For about 45 minutes on Monday, Brazil looked like they were about to become a trivia question. An embarrassing one.

Japan came out swinging in this Round of 32 matchup, and it was Kaishu Sano — a guy with zero international goals before today — who put them ahead 1-0 in the 29th minute. His first ever strike for his country came against the five-time world champions on the biggest stage. That’s not nothing.

Japan was the better team through the first half. More composed. More organized. Brazil couldn’t find any rhythm, and their attacking players kept running into a wall of blue jerseys. The crowd was restless.
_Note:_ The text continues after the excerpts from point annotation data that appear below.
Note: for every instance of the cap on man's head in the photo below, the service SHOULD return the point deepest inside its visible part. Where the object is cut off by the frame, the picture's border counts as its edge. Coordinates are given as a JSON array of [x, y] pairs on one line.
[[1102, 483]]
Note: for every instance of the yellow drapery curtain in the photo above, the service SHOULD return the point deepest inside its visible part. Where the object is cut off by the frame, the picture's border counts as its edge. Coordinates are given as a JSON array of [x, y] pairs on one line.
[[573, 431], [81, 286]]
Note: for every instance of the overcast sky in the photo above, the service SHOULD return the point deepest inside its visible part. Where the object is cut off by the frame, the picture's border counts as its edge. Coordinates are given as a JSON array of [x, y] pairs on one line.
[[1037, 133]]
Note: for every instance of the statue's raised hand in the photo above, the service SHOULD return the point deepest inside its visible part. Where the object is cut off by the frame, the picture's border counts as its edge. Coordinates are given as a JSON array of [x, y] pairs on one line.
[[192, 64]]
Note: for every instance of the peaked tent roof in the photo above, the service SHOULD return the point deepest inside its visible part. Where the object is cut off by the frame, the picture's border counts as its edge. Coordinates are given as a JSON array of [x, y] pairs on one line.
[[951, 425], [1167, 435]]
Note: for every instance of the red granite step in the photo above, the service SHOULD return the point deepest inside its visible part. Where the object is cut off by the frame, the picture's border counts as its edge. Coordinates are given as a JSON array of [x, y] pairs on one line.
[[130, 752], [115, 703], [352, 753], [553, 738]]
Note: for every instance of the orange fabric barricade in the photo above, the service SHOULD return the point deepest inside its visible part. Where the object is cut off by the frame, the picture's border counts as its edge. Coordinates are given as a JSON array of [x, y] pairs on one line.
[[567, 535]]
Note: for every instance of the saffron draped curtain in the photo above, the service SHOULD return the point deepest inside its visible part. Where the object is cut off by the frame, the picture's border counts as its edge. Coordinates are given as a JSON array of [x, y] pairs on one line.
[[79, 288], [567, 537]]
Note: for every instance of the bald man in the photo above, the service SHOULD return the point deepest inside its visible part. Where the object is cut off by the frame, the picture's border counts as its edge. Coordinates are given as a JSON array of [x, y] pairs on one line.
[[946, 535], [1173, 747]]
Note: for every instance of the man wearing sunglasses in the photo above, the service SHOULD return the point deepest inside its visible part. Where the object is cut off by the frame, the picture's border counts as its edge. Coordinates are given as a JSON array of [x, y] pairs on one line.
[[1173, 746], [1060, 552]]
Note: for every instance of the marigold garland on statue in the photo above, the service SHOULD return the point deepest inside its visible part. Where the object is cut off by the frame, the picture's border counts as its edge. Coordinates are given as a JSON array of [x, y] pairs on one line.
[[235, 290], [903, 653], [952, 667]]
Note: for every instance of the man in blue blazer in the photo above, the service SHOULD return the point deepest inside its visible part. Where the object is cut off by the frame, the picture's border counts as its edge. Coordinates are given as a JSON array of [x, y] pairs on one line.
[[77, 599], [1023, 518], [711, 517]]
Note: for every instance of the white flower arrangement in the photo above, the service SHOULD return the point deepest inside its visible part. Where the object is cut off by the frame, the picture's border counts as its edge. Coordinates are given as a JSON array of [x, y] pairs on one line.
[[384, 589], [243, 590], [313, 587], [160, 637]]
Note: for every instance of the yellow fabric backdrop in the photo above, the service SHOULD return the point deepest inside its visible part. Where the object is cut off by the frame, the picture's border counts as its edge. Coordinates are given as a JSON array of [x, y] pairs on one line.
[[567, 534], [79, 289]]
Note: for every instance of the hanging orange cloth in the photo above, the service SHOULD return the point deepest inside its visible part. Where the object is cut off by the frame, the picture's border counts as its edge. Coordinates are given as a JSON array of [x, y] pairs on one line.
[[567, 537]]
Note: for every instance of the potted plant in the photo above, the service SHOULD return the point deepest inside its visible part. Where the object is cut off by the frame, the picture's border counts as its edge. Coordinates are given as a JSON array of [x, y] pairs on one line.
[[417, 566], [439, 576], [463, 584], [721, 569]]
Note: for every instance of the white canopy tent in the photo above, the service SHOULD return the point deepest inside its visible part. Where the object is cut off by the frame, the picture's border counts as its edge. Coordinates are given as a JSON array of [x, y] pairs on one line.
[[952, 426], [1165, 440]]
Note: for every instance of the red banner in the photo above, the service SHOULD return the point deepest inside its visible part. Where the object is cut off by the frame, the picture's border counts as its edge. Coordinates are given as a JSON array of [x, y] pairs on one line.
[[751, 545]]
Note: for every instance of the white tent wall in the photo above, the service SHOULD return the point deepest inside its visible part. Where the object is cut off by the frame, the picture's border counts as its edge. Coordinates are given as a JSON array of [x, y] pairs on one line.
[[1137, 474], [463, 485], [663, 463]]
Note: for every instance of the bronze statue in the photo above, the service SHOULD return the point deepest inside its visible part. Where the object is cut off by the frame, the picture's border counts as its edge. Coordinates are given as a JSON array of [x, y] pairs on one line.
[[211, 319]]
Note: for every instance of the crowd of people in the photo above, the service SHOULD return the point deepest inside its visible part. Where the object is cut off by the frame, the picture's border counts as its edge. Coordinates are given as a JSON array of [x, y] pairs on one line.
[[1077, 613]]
But here’s where it gets weird. Brazil hasn’t won a World Cup knockout match when trailing at halftime since 1938. That’s not a typo. 88 years. The stat was floating around social media during the break, and it wasn’t hard to find fans bracing for the worst.
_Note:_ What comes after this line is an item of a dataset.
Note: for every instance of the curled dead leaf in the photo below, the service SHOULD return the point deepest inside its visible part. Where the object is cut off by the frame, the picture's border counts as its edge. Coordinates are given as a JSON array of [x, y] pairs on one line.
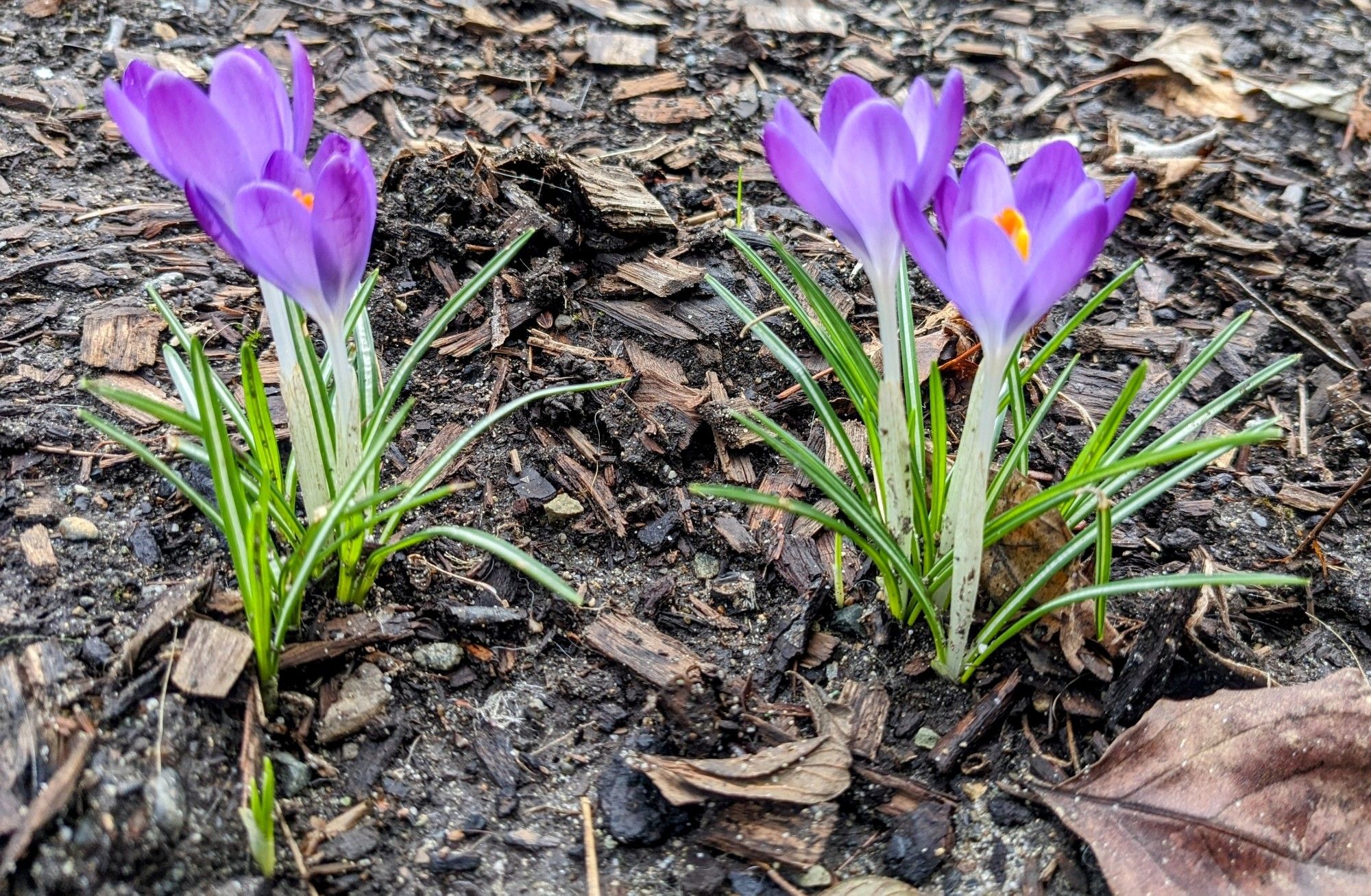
[[871, 886], [1021, 554], [1203, 84], [804, 772], [1241, 792]]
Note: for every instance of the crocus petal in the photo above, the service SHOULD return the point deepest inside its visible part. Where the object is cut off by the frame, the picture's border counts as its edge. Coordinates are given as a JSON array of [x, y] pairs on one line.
[[844, 96], [194, 138], [792, 152], [278, 240], [877, 152], [945, 200], [250, 96], [289, 170], [302, 95], [1118, 204], [1066, 208], [345, 217], [215, 223], [919, 111], [986, 188], [1060, 266], [944, 132], [986, 276], [330, 147], [127, 103], [919, 237], [1047, 180]]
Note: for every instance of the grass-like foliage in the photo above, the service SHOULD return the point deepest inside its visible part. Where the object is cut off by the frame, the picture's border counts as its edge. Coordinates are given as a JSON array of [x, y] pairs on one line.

The curse was real. Then Casemiro happened.

Whatever was said in the locker room worked. Brazil came out with a different energy in the second half, and it was Casemiro — the veteran midfielder, not exactly known for heroics — who leveled the score in the 56th minute. One pass, one finish, and suddenly the weight shifted.

Still, Brazil couldn’t find the winner. Japan’s defense bent but didn’t break. The minutes ticked by. 70th minute. 80th. Stoppage time arrived, and it started to feel like extra time was inevitable. That’s when Gabriel Martinelli decided he’d had enough.

In the sixth minute of added time, after a slick team passing sequence, Martinelli buried the game-winner. The bench emptied. The curse was dead.

What comes next for the Seleção

Brazil moves on to the Round of 16, where they’ll face either Norway or Ivory Coast. The performance wasn’t dominant — far from it — but surviving is what matters in knockout soccer.

The 1938 team that last pulled off this kind of comeback? They made it to the semifinals. History doesn’t repeat itself exactly, but it’s a nice omen for a team that just broke 88 years of bad habits.